By the Rellich-Kondrachov theorem, one knows that the embedding $H^1(0,1) \subset L^2(0,1)$ is compact.
On another hand, by Sobolev inequalities, one also has $H^1(0,1) \subset C^0[0,1]$ (in fact, even $C^{0,\frac{1}{2}}$ in this one-dimensional case, by using the fundamental theorem of calculus and some Cauchy-Schwartz arguments).
My question is whether there exists some "intermediate subspace" in the following sense.
Namely, does there exists a Hilbert space $H$ which is compactly embedded in $L^p(0,1)$ for some $p\geq 1$, and which is not a subspace of $C^0[0,1]$?
Best Answer
Yes, such Hilbert spaces exist and they are a special case of fractional Sobolev spaces. For $\alpha\in(0,1/2)$ we have $H^\alpha(0,1)\subset L^2(0,1)$ by definition, and one can show that the step function which is $1$ on $(1/2,1)$ and $0$ else is in $H^\alpha(0,1)$. Since this function is not continuous, $H^\alpha(0,1)$ does not embed in $C^0[0,1]$.

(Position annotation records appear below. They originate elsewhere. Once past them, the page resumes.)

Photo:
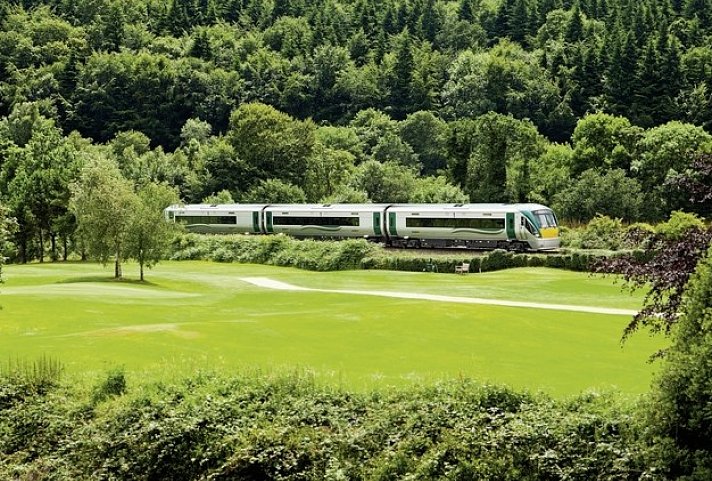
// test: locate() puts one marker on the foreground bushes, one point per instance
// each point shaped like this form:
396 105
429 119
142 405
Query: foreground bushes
359 254
288 428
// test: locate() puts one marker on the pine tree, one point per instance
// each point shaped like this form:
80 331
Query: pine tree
429 21
403 76
702 9
574 29
619 78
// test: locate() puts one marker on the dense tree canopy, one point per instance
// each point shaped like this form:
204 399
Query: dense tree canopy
592 107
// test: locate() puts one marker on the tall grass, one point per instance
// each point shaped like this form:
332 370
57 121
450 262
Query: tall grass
38 375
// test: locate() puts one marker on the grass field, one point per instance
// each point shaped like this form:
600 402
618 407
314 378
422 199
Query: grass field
200 315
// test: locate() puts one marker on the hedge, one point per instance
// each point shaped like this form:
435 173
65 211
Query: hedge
320 255
252 427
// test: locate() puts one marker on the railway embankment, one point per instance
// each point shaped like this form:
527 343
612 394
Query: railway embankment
324 255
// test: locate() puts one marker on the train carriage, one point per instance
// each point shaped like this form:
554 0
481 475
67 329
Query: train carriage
218 218
325 220
479 226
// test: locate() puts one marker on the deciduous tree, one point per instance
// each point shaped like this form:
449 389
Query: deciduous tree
149 233
104 204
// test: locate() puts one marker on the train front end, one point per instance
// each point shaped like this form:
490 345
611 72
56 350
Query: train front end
542 228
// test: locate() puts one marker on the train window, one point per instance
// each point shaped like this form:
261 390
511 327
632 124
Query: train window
204 219
530 227
459 223
545 218
323 221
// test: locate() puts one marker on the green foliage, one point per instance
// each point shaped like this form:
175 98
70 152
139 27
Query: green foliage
612 194
288 428
277 250
149 233
272 144
104 204
30 378
603 141
113 385
678 225
275 191
679 413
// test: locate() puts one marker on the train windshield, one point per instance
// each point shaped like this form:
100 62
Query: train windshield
545 218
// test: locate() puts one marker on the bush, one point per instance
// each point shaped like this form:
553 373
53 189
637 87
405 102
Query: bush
289 428
679 224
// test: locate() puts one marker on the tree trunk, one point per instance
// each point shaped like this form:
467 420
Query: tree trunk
23 250
53 240
41 246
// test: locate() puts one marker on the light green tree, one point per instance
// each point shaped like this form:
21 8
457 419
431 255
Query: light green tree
104 204
149 234
327 171
603 141
272 144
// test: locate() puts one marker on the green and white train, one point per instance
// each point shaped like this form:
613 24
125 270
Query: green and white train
476 226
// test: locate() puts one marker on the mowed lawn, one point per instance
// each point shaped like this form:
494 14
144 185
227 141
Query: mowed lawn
201 315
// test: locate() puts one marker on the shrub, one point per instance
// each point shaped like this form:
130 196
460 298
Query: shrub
679 224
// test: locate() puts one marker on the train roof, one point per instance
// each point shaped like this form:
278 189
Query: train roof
467 207
223 208
208 208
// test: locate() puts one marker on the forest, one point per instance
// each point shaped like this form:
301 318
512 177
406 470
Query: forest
589 106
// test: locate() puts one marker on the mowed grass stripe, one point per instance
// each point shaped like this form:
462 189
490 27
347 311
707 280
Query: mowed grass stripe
200 315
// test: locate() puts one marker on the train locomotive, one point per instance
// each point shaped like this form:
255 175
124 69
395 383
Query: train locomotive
517 227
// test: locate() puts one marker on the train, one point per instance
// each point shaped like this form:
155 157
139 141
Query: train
516 227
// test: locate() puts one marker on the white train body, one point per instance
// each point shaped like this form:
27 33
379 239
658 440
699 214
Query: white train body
478 226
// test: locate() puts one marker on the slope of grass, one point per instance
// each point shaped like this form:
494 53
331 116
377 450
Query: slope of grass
201 315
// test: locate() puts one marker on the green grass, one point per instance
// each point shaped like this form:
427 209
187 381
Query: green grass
200 315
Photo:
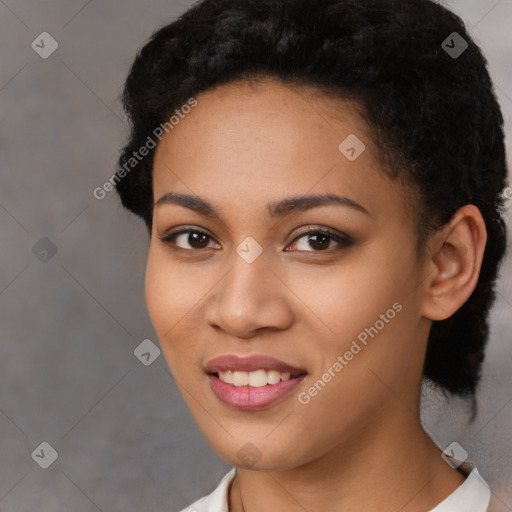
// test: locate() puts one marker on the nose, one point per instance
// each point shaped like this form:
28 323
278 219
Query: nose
251 297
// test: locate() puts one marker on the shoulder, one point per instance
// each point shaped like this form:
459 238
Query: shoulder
216 501
472 496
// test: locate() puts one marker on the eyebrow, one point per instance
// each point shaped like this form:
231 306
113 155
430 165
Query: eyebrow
280 208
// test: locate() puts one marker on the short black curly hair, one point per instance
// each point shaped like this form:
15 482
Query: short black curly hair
433 115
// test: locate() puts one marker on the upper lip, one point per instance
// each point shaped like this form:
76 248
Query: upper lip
249 364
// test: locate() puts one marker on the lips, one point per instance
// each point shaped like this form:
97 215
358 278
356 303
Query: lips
231 377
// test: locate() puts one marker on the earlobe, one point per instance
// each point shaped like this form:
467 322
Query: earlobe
455 263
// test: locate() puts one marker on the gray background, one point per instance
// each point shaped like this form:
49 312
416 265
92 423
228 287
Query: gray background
69 326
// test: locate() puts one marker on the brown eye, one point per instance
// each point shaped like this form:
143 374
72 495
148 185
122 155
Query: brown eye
194 238
320 240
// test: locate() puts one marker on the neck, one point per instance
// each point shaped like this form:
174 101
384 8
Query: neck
388 466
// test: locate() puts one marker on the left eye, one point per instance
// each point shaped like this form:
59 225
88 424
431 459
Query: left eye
319 240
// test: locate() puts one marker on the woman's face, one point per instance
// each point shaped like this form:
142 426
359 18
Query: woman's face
254 293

See also Proof that the characteristic function of a bounded open set is in $H^{\alpha}$ iff $\alpha < \frac{1}{2}$ and To what fractional Sobolev spaces does the step function belong? (Sobolev-Slobodeckij norm of step function) for more details.
It is also known that $H^\alpha(0,1)$ embeds compactly into $L^2(0,1)$ for $\alpha\in (0,1/2)$. This follows from Theorem 7.1 in this pdf.